The title of this review sums up my feelings on Zindell's Ea Cycle as a whole: flawed but beautiful. I agree with previous reviewer "The Ringess" in that Zindell's usage of a first-person narrative severely, even fatally, limits this work. Oftentimes the protagonist, Valashu Elahad, "tells" us what happened off stage, and thus Zindell is cornered into committing that most egregious error of fiction writing: "telling" more of the story than he "shows."
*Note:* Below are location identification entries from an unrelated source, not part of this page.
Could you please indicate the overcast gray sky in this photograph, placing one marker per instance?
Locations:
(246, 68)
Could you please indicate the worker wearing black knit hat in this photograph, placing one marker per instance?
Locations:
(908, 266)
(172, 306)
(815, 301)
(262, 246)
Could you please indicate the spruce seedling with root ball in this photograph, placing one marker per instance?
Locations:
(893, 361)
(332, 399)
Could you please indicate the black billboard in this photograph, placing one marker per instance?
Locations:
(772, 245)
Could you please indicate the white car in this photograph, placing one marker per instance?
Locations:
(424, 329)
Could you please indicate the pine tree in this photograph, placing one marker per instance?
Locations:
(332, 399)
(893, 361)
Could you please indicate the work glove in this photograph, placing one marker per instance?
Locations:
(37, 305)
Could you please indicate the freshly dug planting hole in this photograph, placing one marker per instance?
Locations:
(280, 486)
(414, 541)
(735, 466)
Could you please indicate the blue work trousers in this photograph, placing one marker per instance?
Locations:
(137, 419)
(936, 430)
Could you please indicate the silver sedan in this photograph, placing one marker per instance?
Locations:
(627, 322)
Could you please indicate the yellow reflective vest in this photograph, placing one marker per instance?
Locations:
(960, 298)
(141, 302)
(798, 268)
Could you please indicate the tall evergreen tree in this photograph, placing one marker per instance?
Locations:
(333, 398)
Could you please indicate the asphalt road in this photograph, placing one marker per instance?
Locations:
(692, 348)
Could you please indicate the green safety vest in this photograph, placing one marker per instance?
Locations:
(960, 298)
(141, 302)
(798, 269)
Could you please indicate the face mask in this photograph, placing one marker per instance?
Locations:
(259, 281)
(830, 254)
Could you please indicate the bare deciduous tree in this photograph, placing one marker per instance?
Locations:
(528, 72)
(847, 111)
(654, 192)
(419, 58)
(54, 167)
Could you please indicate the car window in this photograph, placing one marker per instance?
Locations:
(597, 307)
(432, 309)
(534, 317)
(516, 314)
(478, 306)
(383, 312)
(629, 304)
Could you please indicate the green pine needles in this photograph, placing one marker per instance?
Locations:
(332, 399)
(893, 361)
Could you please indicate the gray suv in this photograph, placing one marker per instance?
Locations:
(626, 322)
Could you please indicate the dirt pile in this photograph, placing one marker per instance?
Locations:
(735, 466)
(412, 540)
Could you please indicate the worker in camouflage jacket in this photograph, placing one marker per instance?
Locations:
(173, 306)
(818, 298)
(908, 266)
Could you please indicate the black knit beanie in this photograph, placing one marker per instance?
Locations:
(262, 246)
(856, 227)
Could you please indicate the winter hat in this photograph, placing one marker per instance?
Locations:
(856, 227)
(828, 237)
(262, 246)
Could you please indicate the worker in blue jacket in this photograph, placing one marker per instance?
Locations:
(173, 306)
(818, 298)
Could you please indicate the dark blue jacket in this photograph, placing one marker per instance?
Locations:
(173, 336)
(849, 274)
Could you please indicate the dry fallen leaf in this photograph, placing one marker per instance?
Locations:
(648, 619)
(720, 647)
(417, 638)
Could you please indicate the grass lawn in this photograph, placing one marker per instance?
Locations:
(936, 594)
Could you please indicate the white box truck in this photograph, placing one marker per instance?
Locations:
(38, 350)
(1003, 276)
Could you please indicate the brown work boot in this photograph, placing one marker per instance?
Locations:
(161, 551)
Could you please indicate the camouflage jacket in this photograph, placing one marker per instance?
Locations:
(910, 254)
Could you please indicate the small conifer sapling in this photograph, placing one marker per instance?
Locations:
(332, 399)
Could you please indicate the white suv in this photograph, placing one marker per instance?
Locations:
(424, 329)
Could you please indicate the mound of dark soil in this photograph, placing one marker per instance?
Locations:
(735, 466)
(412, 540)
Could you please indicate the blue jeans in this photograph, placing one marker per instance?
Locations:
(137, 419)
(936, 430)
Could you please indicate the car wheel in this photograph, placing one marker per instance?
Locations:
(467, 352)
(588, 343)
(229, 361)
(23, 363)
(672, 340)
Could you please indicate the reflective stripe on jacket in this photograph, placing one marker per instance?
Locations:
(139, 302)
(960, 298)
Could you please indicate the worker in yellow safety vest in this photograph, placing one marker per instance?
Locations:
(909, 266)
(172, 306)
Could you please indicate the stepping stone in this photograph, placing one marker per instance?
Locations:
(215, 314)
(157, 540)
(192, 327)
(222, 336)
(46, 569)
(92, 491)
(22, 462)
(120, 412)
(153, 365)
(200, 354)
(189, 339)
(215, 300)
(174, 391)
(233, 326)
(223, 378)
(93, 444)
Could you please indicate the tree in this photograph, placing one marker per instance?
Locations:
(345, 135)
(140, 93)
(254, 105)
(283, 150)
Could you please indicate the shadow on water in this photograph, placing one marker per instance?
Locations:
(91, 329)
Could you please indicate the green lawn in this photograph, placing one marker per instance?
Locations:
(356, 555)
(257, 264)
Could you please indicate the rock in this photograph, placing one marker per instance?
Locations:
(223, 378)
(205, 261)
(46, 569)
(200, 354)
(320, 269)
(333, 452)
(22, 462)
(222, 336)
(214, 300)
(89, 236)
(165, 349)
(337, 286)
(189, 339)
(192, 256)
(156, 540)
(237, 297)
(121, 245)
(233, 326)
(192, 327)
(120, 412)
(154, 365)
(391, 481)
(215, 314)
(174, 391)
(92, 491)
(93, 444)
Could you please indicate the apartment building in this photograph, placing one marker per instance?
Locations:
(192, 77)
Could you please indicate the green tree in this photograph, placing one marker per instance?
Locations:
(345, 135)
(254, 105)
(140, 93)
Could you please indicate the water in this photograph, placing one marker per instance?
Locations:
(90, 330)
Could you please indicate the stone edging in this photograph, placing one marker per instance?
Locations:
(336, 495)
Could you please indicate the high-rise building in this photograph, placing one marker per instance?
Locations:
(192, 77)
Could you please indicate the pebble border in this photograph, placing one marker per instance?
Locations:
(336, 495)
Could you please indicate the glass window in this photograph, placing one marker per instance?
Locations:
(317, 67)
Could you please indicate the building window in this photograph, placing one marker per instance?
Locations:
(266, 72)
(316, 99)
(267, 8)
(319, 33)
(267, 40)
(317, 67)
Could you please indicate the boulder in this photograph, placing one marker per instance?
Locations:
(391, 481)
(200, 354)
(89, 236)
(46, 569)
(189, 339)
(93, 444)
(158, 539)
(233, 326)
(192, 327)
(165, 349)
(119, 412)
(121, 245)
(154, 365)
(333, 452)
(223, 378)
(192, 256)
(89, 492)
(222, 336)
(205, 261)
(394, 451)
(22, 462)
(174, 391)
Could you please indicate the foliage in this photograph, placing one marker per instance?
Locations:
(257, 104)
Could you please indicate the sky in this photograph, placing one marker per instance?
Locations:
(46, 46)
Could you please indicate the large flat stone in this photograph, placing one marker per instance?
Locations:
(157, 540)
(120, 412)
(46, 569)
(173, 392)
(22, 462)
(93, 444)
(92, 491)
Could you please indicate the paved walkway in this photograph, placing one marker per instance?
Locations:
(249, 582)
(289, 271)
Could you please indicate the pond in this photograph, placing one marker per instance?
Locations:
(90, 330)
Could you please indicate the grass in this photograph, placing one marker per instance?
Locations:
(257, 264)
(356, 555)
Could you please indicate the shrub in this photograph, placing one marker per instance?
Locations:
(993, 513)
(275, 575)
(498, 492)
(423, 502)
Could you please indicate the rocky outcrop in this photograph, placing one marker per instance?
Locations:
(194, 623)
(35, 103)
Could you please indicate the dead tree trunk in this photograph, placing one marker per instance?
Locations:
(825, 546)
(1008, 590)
That aside, The Diamond Warriors completes Zindell's Ea Cycle, one of the very few fantasy series to deal explicitly and implicitly with themes of a spiritual nature in any depth or profundity. The cosmic-spiritual context of the Ea Cycle is exquisitely wrought and literally dwarfs most fantasy milieus, avoiding the usual extremes of the Scylla and Charybdis of modern fantasy: conventional cliche or unconventional novelty. The former ends up being a juiceless formula, the "same old, same old" of tired post-Tolkien elves-and-dragons fantasy; the latter tries so hard to be "avante garde" that it ends up being a superficial cliche in its own right, an instance of its own complaint.
While Zindell as an author may be unparalleled in the field in terms of depth of consciousness, the Ea Cycle as a story falls short of the upper echelon of modern epic fantasy classics such as Steven Erikson's Malazan Book of the Fallen or George R.R. Martin's A Song of Fire and Ice. Put the Ea Cycle in the next tier down with R. Scott Bakker and Robert Jordan.